Het is een verschrikkelijk cliché, maar Woost kan toch echt het best vergeleken worden met een groep als Radiohead. Niet dat ze per se klinkt als de Britse band, maar met hen deelt Woost wel een soort compromisloze aanpak als het op nummers schrijven aankomt: wars van de doorsnee opbouw van een popliedje en overtuigd van de eigen kwaliteiten. (En dat Woost vanavond de vorige albums verkoopt volgens het 'pay what you want' principe, doet die indruk natuurlijk ook niet uitwissen.) Zoveel wordt vooral duidelijk in de nieuwe nummers die de band vanavond speelt.

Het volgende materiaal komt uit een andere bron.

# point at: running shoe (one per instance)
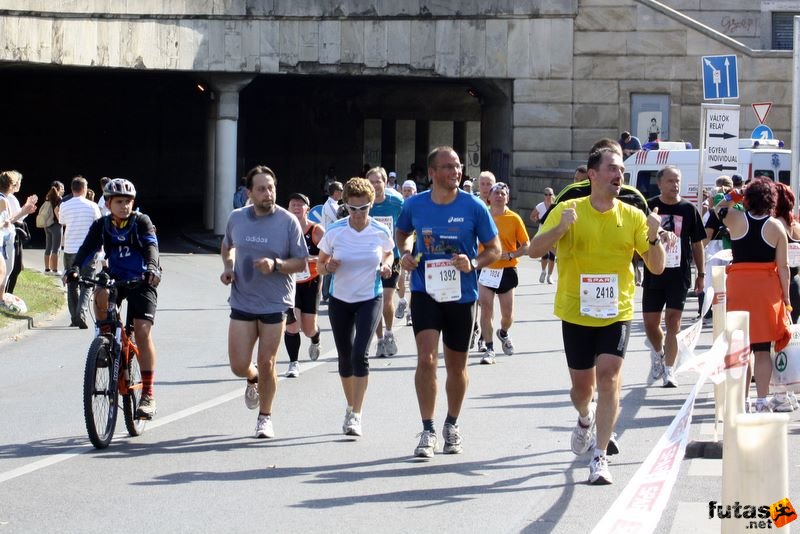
(669, 379)
(264, 427)
(313, 352)
(476, 332)
(452, 439)
(380, 351)
(583, 437)
(389, 344)
(599, 474)
(656, 361)
(353, 425)
(251, 395)
(427, 444)
(780, 403)
(146, 408)
(508, 345)
(400, 312)
(613, 445)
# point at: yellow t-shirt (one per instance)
(598, 243)
(511, 231)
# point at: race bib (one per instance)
(490, 277)
(387, 220)
(600, 295)
(442, 280)
(302, 276)
(793, 253)
(673, 258)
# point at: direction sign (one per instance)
(720, 77)
(761, 110)
(762, 132)
(721, 142)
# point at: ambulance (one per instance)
(756, 157)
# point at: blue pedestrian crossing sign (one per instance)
(762, 131)
(720, 77)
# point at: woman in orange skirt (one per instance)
(758, 277)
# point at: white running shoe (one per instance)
(508, 345)
(427, 444)
(452, 439)
(352, 425)
(488, 357)
(389, 344)
(598, 471)
(264, 427)
(669, 379)
(401, 309)
(380, 350)
(251, 396)
(313, 352)
(583, 437)
(656, 361)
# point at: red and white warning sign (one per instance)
(762, 110)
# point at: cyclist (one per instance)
(131, 248)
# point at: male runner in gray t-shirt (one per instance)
(263, 246)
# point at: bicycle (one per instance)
(112, 369)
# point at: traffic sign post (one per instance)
(719, 143)
(720, 77)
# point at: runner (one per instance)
(357, 251)
(262, 248)
(500, 278)
(448, 223)
(307, 291)
(679, 218)
(386, 209)
(594, 296)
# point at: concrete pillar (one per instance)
(225, 145)
(404, 147)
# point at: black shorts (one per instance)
(391, 282)
(142, 301)
(306, 296)
(671, 295)
(266, 318)
(582, 344)
(454, 320)
(508, 281)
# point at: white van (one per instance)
(756, 157)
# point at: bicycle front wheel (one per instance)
(131, 399)
(99, 393)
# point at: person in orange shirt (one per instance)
(500, 278)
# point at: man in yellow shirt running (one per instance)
(595, 237)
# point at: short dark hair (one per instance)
(760, 196)
(597, 156)
(436, 151)
(259, 169)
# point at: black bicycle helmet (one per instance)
(119, 187)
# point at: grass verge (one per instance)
(41, 294)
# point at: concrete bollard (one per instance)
(763, 465)
(719, 312)
(737, 329)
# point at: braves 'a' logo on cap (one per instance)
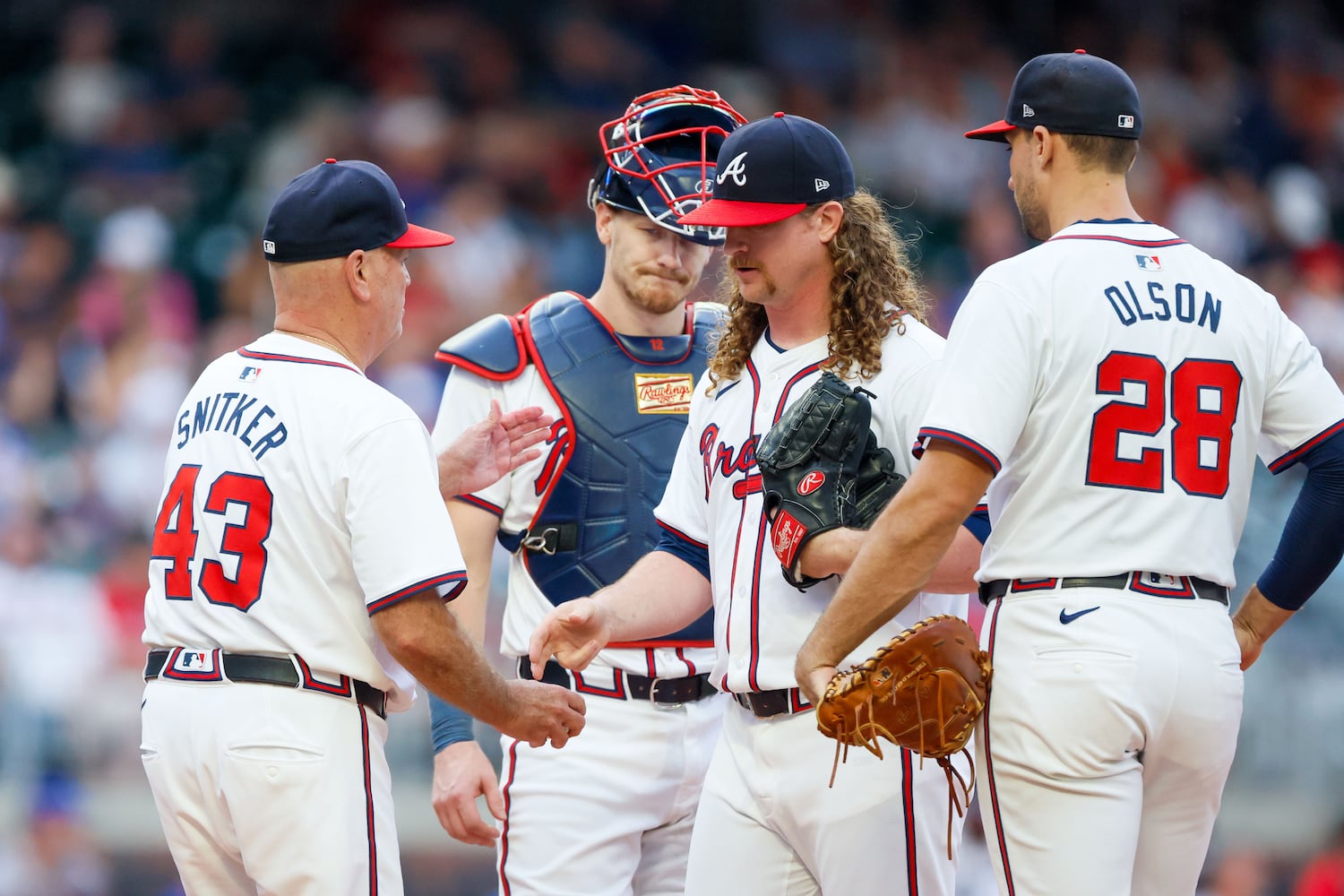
(811, 482)
(737, 169)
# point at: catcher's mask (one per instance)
(659, 158)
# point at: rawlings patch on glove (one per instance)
(822, 468)
(922, 691)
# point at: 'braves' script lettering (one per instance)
(723, 460)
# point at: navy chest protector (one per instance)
(624, 403)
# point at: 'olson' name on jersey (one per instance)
(1155, 304)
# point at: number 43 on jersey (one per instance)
(177, 538)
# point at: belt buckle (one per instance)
(653, 689)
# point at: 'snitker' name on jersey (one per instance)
(220, 414)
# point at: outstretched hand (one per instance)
(573, 633)
(489, 449)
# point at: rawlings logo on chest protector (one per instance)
(663, 392)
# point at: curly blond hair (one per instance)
(871, 289)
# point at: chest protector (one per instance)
(624, 403)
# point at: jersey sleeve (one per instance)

Woost weet het publiek te raken met songs die juist niet geschreven zijn om 'leuk gevonden te worden'. Hierin schuilt ook de grote tragedie van Woost, de alom bejubelde band die het miljoenenpubliek steeds niet wist te vinden. De poppy uitstapjes van het vorige album Welcome To Teleskopia lijken op het eerste gehoor in het nieuwe materiaal over het algemeen achterwege gelaten, blijkbaar in de overtuiging dat het nu, met album nummer vier, niet ineens wél gaat lukken om bij De Wereld Draait Door te spelen. Zij die wel voor Woost zijn gevallen,zullen het vast toejuichen.

Wat vanavond vooral opvalt is dat Woost een band is die weet hoe je een verhaal vertelt op het podium. De groep begint erg ingetogen en bouwt een spanningsboog op met elk nieuw nummer. De gekozen 'oude' nummers laten het contrast horen tussen Woost toen en nu: de band was nooit echt een leverancier van puntige 3FM-hits met meezingrefreintjes, maar dat besef lijkt ze nu te hebben gesterkt bij het schrijven van de nieuwe plaat.

De band werkt zich zelfs voor dit thuispubliek de longen uit het lijf, zodat aan het eind van het optreden de goodwill is opgebouwd om twee lange, maar meeslepende bluesy nummers uit te zitten. In de toegift wordt vervolgens getrakteerd op Teleskopia, de poppy single van het vorige album die twee jaar geleden heel even Hilversum dreigde wakker te schudden. Als nummer is het bepaald niet representatief voor Woost, maar de band lijkt te willen zeggen: "Als we wilden, hadden we groter kunnen zijn." Dat je het maar weet.